The influence of surface morphological treatments of ITO on the performances of inkjet printed, enzyme-based biosensors

The utilization of semiconducting and conducting polymers for the fabrication of computer-assisted printable-on-demand electrodes (the so-called “biopolytronics” concept) is a very interesting field of investigation for the realization of third generation bioelectronic devices such as biosensors, biofuel cells,…. In this line, we studied in the last years fully inkjet printed glucose oxidase (GOD)-based electrode, realized over ITO substrates [L. Setti, A. Fraleoni-Morgera, B. Ballarin, A. Filippini, D. Frascaro, C. Piana, Biosens. Bioel., 2005, 20, 2019; L. Setti, C. Piana, S. Bonazzi, B. Ballarin, D. Frascaro, A. Fraleoni-Morgera, S. Giuliani, Anal.
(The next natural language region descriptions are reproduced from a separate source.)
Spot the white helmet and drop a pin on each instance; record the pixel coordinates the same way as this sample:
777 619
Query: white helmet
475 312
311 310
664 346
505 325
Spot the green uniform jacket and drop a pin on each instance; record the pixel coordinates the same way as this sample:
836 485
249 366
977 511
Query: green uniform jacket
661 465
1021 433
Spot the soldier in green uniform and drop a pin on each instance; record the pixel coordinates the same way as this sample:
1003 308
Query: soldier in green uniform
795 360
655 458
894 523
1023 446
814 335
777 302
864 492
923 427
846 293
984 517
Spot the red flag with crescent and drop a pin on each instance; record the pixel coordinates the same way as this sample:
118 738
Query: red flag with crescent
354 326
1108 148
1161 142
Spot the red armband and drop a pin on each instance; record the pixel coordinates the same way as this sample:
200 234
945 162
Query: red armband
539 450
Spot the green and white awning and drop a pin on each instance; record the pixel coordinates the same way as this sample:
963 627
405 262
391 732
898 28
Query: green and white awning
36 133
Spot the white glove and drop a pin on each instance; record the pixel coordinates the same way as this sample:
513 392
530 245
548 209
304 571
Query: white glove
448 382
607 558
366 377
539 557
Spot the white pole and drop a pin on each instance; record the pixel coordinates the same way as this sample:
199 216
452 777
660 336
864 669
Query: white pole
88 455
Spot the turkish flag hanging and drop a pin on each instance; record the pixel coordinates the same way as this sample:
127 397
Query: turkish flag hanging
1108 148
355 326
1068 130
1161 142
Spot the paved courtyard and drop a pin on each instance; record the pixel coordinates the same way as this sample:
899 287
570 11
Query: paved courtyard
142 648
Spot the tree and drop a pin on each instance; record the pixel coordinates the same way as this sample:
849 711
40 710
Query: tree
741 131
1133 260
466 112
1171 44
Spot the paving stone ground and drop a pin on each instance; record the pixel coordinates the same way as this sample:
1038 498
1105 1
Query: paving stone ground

Lett., 2004, 37, 1559]. For enhancing the performances of these devices a deeper understanding of the phenomena of electronic transfer between inorganic electrodes such as ITO, and organic materials able to conduct electrical currents, such as for example PEDOT:PSS, is needed. In this view, we realized surface modifications of ITO at a nano-scale, and we investigated the effect of such a treatment over the performances of inkjet printed GOD-based electrodes. In particular, investigations over the ITO surface morphology (AFM, white light interferometer, SEM, etc) and electrical characteristics (sheet resistance) have been carried on, and related to the performances of devices fabricated and tested. Together with an overview of the technologies used for the realization of biological and electronic inks, as well as for printing enzyme-based electrodes, are reported.